Homeomorphism that maps one ball to another

Question

Let $D$ be a domain in $\mathbb R^n$. There are two balls $B_1$ and $B_2$ in $D$ with the same small radius $\varepsilon$. How to construct a bi-Lipschitz homeomorphism $f$ of $D$ onto itself that maps $B_1$ onto $B_2$?

Answer 1

I'm assuming $D$ is open and connected. Then there is a path $$\gamma:\quad s\mapsto \gamma(s)\in D\qquad(0\leq s\leq L)\ ,$$ parametrized by arc length, with $\gamma(5\epsilon)={\bf p}$, $\gamma(L-5\epsilon)={\bf q}$, where ${\bf p}$ and ${\bf q}$ are the centers of the two balls. We may even assume that the ends of $\gamma$ are straight within the last $10\epsilon$. Use this path to construct a tube $T\subset D$ of thickness $10\epsilon$ that contains the two balls in its interior.
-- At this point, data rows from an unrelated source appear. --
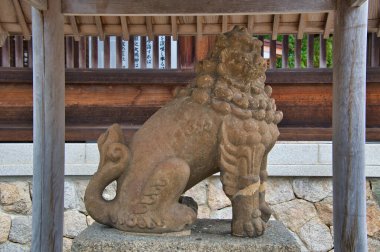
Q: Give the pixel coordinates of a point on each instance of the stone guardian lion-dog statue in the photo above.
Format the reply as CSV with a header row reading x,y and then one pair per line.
x,y
224,121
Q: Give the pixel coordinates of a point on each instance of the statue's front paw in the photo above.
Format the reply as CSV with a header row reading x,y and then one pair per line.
x,y
251,226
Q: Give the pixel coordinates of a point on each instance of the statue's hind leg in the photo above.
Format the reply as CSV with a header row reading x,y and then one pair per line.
x,y
157,209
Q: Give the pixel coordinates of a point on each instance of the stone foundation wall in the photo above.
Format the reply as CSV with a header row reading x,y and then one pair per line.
x,y
303,204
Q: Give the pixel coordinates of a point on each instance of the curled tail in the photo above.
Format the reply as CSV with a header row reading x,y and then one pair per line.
x,y
114,157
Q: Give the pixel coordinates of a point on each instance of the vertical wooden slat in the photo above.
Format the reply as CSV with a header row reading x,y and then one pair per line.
x,y
156,52
261,38
69,52
298,53
119,52
19,51
94,52
143,52
310,50
349,98
106,50
82,52
187,52
272,52
48,128
375,48
168,49
285,51
5,54
322,52
30,53
131,52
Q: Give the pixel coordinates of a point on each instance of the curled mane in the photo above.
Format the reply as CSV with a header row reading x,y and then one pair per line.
x,y
232,79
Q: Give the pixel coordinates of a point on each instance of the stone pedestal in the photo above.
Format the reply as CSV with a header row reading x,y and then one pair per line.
x,y
206,235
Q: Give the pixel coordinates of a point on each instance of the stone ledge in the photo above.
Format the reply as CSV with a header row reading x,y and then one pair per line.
x,y
207,235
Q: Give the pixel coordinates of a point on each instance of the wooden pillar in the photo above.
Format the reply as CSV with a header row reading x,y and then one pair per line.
x,y
5,54
168,50
143,52
94,52
119,52
272,53
349,97
107,52
19,51
298,53
310,50
322,52
48,128
285,51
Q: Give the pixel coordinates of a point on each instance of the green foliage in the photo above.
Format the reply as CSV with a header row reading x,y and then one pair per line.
x,y
292,45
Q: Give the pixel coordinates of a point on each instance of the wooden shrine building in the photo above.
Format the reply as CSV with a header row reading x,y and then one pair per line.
x,y
53,91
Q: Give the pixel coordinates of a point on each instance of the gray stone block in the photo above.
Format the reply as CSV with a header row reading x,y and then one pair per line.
x,y
207,235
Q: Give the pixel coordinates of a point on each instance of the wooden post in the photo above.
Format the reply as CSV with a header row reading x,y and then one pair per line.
x,y
349,98
5,54
168,49
285,51
107,52
48,128
298,52
310,50
272,53
19,51
322,52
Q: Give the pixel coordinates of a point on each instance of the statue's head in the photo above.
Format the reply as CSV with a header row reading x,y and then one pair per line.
x,y
234,72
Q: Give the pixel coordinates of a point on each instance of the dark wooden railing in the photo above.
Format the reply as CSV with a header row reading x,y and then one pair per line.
x,y
82,52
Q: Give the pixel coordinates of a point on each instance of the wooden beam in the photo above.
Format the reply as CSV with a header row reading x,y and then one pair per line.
x,y
199,27
74,27
349,99
48,128
250,23
301,25
38,4
357,3
124,28
174,28
224,23
149,28
3,36
329,25
21,19
193,8
276,23
99,26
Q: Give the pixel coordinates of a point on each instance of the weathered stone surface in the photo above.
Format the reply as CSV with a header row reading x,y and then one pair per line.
x,y
198,193
373,245
279,190
312,189
325,211
21,229
203,212
294,214
316,235
225,213
5,226
89,220
207,235
67,243
13,247
15,197
217,199
373,218
225,120
74,223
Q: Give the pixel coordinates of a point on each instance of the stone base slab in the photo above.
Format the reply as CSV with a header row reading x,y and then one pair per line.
x,y
207,235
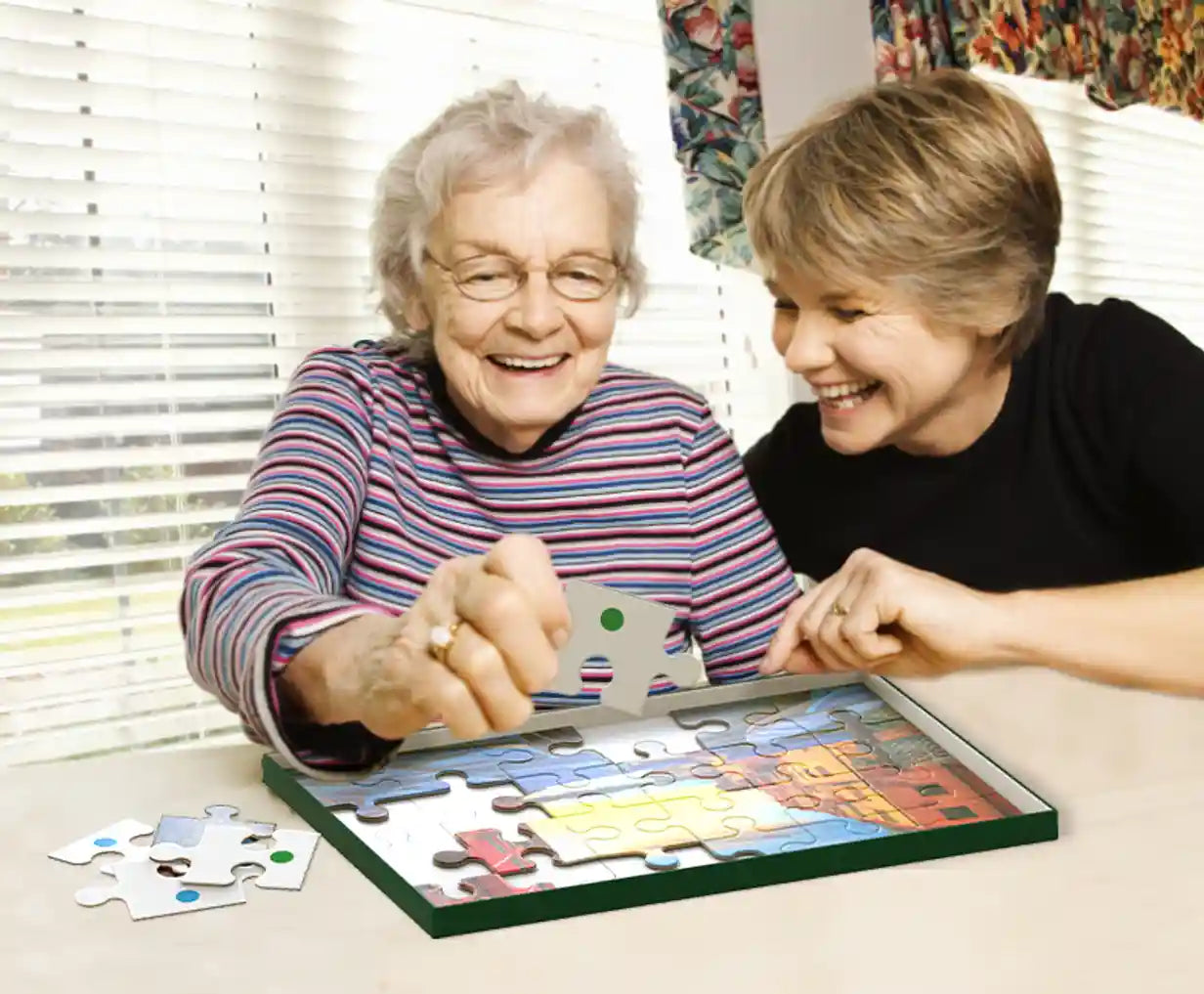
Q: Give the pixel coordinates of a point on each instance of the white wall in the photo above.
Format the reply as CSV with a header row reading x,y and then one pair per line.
x,y
809,53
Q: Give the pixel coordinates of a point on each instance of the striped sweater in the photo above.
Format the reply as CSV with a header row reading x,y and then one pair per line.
x,y
368,477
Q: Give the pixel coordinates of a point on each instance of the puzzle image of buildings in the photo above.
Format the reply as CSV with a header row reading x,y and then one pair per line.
x,y
570,807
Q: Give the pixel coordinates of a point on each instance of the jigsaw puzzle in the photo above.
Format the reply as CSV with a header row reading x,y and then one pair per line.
x,y
819,780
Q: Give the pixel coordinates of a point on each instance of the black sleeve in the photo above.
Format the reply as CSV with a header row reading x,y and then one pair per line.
x,y
769,465
1156,386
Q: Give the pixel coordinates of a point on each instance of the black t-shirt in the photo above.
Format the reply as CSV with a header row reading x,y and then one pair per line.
x,y
1093,471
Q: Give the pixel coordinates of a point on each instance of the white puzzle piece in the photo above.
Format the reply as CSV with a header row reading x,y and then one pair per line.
x,y
285,860
149,893
117,838
629,634
187,832
223,847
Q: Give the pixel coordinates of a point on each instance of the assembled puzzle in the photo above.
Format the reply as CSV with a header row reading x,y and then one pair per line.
x,y
711,790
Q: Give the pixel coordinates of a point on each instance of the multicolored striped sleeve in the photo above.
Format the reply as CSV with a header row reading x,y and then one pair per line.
x,y
741,581
273,579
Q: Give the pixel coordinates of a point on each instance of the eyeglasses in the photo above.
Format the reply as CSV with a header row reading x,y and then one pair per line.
x,y
496,278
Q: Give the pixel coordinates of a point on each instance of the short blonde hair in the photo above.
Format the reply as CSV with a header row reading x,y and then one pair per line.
x,y
940,191
496,135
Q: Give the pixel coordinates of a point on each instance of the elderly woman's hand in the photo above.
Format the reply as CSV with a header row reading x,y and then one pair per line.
x,y
508,615
878,615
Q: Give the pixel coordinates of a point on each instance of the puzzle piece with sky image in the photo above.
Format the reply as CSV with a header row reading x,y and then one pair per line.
x,y
187,832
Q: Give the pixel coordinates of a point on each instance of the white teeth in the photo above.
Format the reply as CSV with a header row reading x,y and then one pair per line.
x,y
518,363
843,389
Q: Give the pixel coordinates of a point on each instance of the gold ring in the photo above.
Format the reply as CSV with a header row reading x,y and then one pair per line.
x,y
440,641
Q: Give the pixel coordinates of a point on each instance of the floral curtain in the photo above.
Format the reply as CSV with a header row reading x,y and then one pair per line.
x,y
1125,52
717,127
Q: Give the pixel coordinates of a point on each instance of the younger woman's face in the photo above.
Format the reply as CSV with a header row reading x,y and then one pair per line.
x,y
881,374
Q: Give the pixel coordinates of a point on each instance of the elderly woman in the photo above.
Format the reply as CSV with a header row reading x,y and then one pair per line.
x,y
992,472
399,554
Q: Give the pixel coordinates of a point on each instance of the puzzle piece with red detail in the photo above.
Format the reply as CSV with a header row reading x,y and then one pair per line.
x,y
493,849
478,888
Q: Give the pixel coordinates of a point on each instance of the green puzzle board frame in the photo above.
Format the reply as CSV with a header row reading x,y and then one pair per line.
x,y
1037,823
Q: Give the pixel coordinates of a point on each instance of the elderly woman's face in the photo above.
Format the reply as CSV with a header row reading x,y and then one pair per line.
x,y
517,366
882,376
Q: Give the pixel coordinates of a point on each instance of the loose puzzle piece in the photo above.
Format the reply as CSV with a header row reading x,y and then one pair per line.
x,y
224,847
188,832
117,838
629,634
492,848
285,862
150,893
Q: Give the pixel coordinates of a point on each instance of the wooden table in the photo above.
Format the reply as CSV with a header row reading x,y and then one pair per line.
x,y
1115,905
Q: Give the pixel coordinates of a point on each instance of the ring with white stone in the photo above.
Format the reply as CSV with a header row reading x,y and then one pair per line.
x,y
440,641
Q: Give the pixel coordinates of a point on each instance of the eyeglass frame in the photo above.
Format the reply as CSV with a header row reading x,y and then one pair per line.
x,y
524,275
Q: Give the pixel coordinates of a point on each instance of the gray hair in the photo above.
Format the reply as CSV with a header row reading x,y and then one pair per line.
x,y
494,135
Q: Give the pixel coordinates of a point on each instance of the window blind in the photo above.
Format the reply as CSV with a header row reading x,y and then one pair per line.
x,y
185,197
1132,200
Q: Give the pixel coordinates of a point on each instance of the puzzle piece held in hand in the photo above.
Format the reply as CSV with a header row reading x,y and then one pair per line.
x,y
629,634
150,890
492,848
117,838
224,847
187,832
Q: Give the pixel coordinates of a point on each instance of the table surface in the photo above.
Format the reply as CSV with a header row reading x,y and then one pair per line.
x,y
1115,904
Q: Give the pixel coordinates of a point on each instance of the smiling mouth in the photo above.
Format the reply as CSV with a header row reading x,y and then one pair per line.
x,y
523,364
843,397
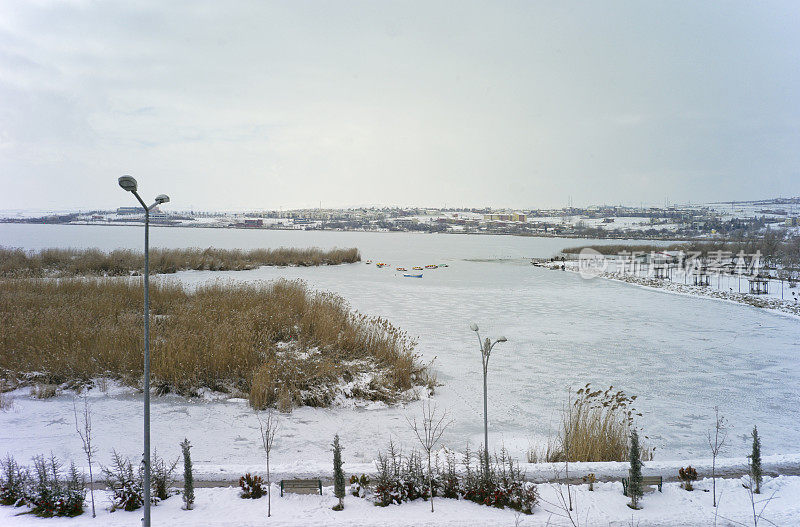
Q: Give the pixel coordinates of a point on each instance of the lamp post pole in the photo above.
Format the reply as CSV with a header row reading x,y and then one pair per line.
x,y
129,184
486,351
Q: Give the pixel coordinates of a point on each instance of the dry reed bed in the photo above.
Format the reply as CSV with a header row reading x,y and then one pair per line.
x,y
123,262
595,426
277,342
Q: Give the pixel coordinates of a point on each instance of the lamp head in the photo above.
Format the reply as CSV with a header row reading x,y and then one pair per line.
x,y
128,183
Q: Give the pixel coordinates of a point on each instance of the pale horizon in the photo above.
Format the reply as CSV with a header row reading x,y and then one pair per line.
x,y
267,106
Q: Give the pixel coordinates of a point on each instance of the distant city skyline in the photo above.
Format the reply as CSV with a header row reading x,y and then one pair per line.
x,y
518,105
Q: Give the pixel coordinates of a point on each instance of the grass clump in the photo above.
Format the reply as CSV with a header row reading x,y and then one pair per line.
x,y
276,342
123,262
596,426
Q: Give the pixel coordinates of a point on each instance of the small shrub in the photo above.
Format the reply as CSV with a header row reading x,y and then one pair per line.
x,y
125,484
44,391
687,476
590,479
401,478
14,481
188,477
359,485
252,487
756,473
338,474
5,402
51,493
635,474
162,477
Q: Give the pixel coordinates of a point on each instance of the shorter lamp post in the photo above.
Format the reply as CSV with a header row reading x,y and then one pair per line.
x,y
486,352
129,184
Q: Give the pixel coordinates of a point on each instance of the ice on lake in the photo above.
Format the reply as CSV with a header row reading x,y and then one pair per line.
x,y
680,355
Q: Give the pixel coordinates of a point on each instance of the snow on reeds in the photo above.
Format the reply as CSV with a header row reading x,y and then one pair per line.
x,y
596,426
267,340
123,262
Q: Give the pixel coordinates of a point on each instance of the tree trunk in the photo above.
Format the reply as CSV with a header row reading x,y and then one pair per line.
x,y
269,490
430,479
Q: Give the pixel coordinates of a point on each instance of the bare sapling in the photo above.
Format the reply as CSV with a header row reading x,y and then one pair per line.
x,y
717,439
428,432
84,428
268,427
188,477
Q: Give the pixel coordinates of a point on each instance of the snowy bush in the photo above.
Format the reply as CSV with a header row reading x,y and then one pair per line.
x,y
13,483
188,477
125,484
359,485
162,477
51,493
401,478
687,476
252,487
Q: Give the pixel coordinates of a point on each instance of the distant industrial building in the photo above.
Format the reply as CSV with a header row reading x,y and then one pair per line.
x,y
130,210
516,216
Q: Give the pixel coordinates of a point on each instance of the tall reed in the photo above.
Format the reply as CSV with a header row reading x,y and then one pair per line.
x,y
123,262
265,339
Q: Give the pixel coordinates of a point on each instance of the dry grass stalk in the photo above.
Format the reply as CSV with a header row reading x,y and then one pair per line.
x,y
252,338
123,262
596,428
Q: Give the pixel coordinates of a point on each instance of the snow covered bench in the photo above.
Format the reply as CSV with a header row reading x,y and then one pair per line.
x,y
301,486
646,480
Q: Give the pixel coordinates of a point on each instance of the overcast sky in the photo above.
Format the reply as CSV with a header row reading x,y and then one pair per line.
x,y
250,105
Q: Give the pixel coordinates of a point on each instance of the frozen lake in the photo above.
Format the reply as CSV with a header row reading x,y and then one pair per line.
x,y
681,355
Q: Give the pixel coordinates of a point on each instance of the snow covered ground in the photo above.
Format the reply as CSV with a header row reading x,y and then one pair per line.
x,y
604,506
680,354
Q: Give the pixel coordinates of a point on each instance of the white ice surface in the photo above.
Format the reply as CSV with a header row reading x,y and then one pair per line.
x,y
681,355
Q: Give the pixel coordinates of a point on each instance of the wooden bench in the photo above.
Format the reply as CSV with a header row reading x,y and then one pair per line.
x,y
301,486
646,480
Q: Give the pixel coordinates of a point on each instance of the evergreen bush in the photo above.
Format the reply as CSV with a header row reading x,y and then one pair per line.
x,y
359,485
13,483
188,477
756,474
401,478
635,476
126,485
162,477
338,474
252,487
51,493
687,476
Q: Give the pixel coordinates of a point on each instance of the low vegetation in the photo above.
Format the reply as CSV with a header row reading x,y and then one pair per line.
x,y
776,248
402,478
124,262
277,343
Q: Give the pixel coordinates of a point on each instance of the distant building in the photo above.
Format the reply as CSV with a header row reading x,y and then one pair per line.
x,y
517,216
130,210
254,223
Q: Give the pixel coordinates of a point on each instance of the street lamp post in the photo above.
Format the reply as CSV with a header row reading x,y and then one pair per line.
x,y
486,351
128,183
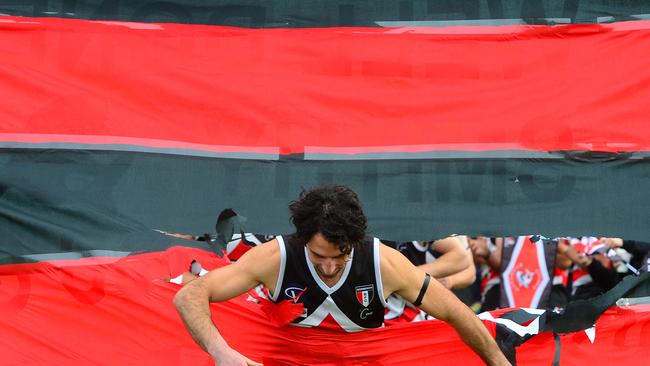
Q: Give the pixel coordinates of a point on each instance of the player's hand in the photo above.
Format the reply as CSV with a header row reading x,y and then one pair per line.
x,y
612,242
230,357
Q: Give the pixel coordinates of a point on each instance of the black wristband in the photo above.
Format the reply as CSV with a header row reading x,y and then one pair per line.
x,y
423,290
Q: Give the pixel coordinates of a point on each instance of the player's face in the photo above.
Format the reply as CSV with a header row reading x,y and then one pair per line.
x,y
326,257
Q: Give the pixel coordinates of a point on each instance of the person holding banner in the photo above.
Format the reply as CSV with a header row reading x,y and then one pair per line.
x,y
336,275
448,260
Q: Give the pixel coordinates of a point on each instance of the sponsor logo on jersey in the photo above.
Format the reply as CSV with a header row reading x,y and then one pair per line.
x,y
294,293
365,294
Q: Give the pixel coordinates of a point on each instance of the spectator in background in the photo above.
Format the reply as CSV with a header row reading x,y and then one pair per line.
x,y
447,260
487,256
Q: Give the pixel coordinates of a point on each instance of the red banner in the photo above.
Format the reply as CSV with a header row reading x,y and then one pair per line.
x,y
108,311
116,85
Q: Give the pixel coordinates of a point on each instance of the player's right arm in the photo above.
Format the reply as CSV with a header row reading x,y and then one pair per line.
x,y
259,265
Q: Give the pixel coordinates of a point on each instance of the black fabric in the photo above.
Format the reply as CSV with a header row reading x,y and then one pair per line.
x,y
297,276
327,13
577,316
423,290
639,251
54,201
492,299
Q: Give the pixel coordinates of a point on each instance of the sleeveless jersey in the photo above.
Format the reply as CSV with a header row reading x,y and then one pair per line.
x,y
354,303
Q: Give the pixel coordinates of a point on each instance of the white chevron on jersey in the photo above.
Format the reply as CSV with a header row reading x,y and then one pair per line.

This tube is the image of a cylinder $C$ of length $L$ along the $x_1$-axis in an auxiliary space; say $T=\phi(C)$. Construct a homeomorphism $g:\>C\to C$ that fixes the boundary $\partial C$ pointwise, and maps the copy $\hat B_1:=\phi^{-1}(B_1)\subset C$ onto $\hat B_2\subset C$. We now "transport" $g$ to $T$ via the parametrization $\phi:\>C\to T$ of the tube, and define $$f(x)=x \quad(x\in D\setminus T), \qquad f(x):=\phi\bigl( g\bigl(\phi^{-1}(x)\bigr)\bigr)\quad(x\in T)\ .$$ This $f$ will be Lipschitz with a Lipschitz constant of order of magnitude ${L\over\epsilon}$.